Benchmon Data Export & Backends Internals

Overview

Benchmon provides two distinct back-ends for collecting system metrics, allowing users to trade off between ease of use/portability and raw performance/low overhead. Detailed below are the architectures of these back-ends and how data is exported to InfluxDB.

1. Back-end Architectures

A. Standard Backend (Python/Bash) - Default

This is the default mode of operation when running benchmon-run. It uses a hybrid approach:

  • CSV Recording: Legacy Bash scripts (disk_mon.sh, cpu_mon.sh, etc.) run as subprocesses to collect metrics from /proc and system tools, writing directly to CSV files.

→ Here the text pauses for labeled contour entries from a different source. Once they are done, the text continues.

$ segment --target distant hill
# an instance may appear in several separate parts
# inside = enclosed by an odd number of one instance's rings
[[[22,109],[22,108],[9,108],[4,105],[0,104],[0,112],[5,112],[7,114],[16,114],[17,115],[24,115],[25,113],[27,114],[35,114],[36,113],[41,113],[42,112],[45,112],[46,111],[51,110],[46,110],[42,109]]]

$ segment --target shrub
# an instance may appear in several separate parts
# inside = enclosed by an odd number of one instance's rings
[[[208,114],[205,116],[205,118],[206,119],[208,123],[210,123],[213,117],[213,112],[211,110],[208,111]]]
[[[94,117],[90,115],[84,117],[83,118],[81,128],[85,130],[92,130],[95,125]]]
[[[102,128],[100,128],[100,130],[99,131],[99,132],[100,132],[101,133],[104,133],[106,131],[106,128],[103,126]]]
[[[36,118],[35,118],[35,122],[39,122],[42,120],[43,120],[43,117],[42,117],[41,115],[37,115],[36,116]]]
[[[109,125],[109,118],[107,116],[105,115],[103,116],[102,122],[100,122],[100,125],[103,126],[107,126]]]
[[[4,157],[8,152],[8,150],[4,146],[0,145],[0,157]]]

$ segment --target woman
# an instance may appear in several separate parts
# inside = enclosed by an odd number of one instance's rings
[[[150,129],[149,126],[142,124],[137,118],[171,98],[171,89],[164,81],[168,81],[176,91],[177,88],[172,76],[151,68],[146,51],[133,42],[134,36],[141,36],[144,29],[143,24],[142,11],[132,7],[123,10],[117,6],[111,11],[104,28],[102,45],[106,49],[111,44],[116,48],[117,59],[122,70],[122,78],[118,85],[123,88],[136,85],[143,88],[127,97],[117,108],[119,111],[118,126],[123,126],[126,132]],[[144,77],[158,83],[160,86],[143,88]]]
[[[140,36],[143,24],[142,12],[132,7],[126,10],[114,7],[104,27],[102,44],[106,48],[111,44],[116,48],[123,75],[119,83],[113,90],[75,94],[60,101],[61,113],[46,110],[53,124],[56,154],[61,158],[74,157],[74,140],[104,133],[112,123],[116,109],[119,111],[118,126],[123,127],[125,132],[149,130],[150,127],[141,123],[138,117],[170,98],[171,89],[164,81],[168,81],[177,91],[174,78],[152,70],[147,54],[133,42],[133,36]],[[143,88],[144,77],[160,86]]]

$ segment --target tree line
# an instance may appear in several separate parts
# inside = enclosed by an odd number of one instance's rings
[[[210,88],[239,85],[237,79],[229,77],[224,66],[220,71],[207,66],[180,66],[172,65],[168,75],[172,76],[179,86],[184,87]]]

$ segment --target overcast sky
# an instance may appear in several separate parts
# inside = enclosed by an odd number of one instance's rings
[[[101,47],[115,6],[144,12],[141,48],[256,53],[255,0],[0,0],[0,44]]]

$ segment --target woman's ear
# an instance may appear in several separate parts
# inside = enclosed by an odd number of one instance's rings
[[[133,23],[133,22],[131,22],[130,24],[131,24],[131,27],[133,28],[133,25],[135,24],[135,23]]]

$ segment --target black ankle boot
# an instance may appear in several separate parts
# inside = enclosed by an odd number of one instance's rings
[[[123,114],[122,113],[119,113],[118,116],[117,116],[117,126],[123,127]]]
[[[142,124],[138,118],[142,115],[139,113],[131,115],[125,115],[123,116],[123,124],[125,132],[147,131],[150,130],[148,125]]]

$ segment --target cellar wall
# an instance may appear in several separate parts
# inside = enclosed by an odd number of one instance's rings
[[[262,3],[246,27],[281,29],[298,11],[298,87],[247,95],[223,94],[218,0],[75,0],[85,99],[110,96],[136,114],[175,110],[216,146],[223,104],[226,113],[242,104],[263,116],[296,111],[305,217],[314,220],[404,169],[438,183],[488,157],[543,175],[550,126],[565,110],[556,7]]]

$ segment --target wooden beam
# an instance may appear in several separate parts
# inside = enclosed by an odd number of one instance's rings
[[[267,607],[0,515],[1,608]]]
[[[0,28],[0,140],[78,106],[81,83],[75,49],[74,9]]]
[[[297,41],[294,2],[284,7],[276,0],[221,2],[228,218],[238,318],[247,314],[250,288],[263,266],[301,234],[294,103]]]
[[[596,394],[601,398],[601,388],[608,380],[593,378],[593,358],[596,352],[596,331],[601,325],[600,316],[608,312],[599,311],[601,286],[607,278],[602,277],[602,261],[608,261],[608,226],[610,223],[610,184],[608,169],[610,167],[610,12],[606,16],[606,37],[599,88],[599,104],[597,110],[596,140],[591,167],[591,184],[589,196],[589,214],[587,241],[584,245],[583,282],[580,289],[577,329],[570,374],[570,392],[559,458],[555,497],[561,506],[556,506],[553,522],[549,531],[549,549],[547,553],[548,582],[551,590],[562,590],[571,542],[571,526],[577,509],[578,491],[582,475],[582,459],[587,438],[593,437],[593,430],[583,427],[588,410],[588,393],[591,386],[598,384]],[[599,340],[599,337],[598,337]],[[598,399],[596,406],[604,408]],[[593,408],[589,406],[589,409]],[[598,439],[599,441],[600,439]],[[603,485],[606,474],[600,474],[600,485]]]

  • InfluxDB Streaming: A dedicated Pure Python component (HighPerformanceCollector) runs within the main process. It uses a multi-threaded Producer-Consumer architecture to read system metrics (directly from /proc where possible) and stream them to InfluxDB asynchronously.

Pros:

  • Python-based, no compilation required for the collector.

  • Robust error handling and logging.

  • Concurrent non-blocking writes to InfluxDB.

Cons:

  • Higher CPU overhead compared to compiled languages.

  • Limited sampling frequency (typically up to 10-20 Hz before overhead becomes noticeable).

Status of previous β€œHP Script” implementation: Use of intermediate Bash scripts (*_hp.sh) piping data to a Python processor via named pipes (described in earlier tutorials) has been deprecated and removed. It has been replaced by the pure Python HighPerformanceCollector which offers better stability and maintainability without the complexity of managing external pipes.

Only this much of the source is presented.